Points to Remember: Rational Numbers | Mathematics (Maths) Class 8

Key Points:

 I. The positive integers are 1, 2, 3, 4, …, i.e. the positive integers are the same as natural numbers.
 II. The negative integers are …, –4, –3, –2, –1.
 III. The greatest negative integer is –1, and the smallest positive integer is 1.
 IV. ‘0’ is neither positive nor negative. It is greater than every negative integer and smaller than every positive integer.

  • Rational Numbers: The numbers which can be expressed as the ratio of integers are known as rational numbers. The examples of rational numbers will be 1/4, 2/7, - 3/10, 34/7, etc.                    On solving equations like 3x + 5 = 0, we get the solution as x = -5/3. The solution -5/3 is neither a natural number or whole number or integer.
    This leads us to the collection of Rational Numbers. These are the numbers that can be expressed in x/y form; where y ≠ 0.
  • Properties of Rational Numbers: Rational numbers, expressed as fractions, possess key properties. They exhibit proprties such as closure, commutative and associative under basic arithmetic operations.

Let us discuss these properties of Rational numbers.

(i) Closure Property: When any operation is performed between two or more rational numbers and their result is also a rational number then we say that the rational numbers follow the closure property for that operation. 

Operation

Numbers

Remark

Addition

(a) 5/3 + 3/2 = 19/6 (Rational No);
(b) 7/3 +(– 5/2) = -1/6 (Rational No);
……

We can observe that addition of two rational numbers x and y, i.e. x + y is always a rational number.
Hence, rational numbers are closed under addition.

Subtraction

(a) 5/3 - 3/2 = 1/6 (Rational No);
(b) -7/3 – 5/2 = -29/6 (Rational No);
……

We can observe that subtraction of two rational numbers x and y, i.e. x - y is always a rational number.
Hence, rational numbers are closed under subtraction.

Multiplication

(a) 5/ 3 × 3/2 = 5/2 (Rational No);

(b) -2/7 × 14/5 = -4/5 (Rational No);
……

We can observe that multiplication of two rational numbers x and y, i.e. x × y is always a rational number.
Hence, rational numbers are closed under multiplication.

Division

(a) 5/3 ÷ 3/2 = 10/9 (Rational No);
(b) 12/3 ÷ 0 = ∞ (Not a rational no);

…..

We can observe that division of two rational numbers x and y, i.e. x ÷ y is not always a rational number.
Hence, rational numbers are not closed under division.

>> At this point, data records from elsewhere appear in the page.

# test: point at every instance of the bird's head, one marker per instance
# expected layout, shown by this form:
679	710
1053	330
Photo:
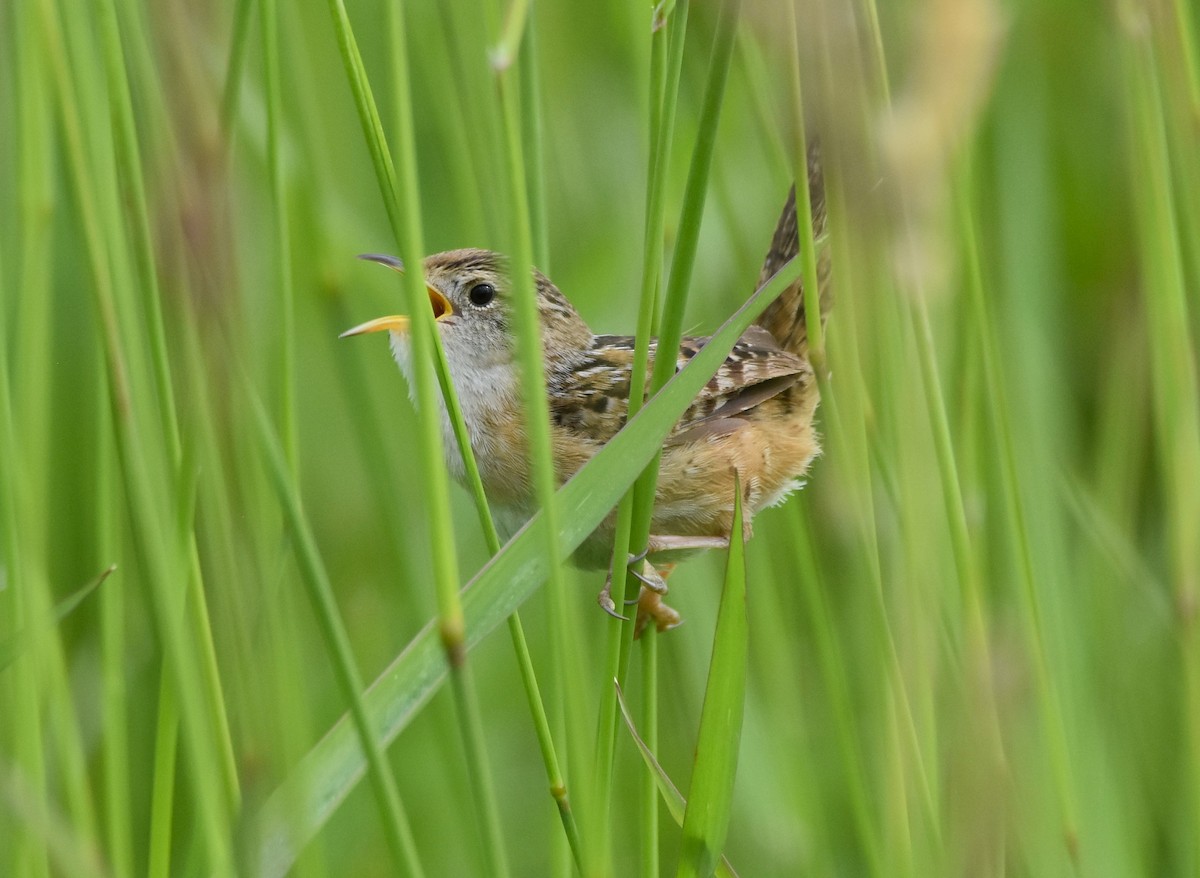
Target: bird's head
471	296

Question for Points to Remember: Rational Numbers
Try yourself:Which of the following statements best describes the closure property of Rational numbers?
View Solution

(ii) Commutative Property: When two rational numbers are swapped between one operator and still their result does not change then we say that the rational numbers follow the commutative property for that operation. 

Operation

Numbers

Remark

Addition

(a) 5/3 + 3/2 = 19/6;
3/2 + 5/3 = 19/6
Here, both answers are same
(b) 7/3 + (-5/2) = -1/6;
(-5/2) + 7/3 = -1/6
Here, both answers are same
……

We can observe that addition of two rational numbers x and y when inter changed yields the same answer, i.e. x + y = y + x.
Hence, rational numbers are commutative under addition.

Subtraction

(a) 5/3 - 3/2 = 1/6;
3/2 – 5/3 = -1/6
Here, both answers are different(b) 7/3 – 5/2 = -1/6;
5/2 – 7/3 = 1/6
Here, both answers are different
……

We can observe that subtraction of two rational numbers x and y when inter changed does not yield the same answer, i.e. x - y ≠ y - x.
Hence, rational numbers are not commutative under subtraction.

Multiplication

(a) 5/3 × 3/2 = 5/2;
3/2 × 5/3 = 5/2
Here, both answers are same
(b) -2/7 × 14/5 = -4/5;
14/5 × (-2/7) = -4/5
Here, both answers are same
……

We can observe that multiplication of two rational numbers x and y when inter changed yields the same answer, i.e. x × y = y × x.
Hence, rational numbers are commutative under multiplication.

Division

(a) 5/3 ÷ 3/2 = 10/9;
3/2 ÷ 5/3 = 9/10
Here, both answers are different(b) 12/3 ÷ 0 = ∞ ;
0 ÷ 12/3 = 0 ;
Here, both answers are different
…..

We can observe that division of two rational numbers x and y when inter changed does not yield the same answer, i.e. x ÷ y ≠ y ÷ x.
Hence, rational numbers are not commutative under division.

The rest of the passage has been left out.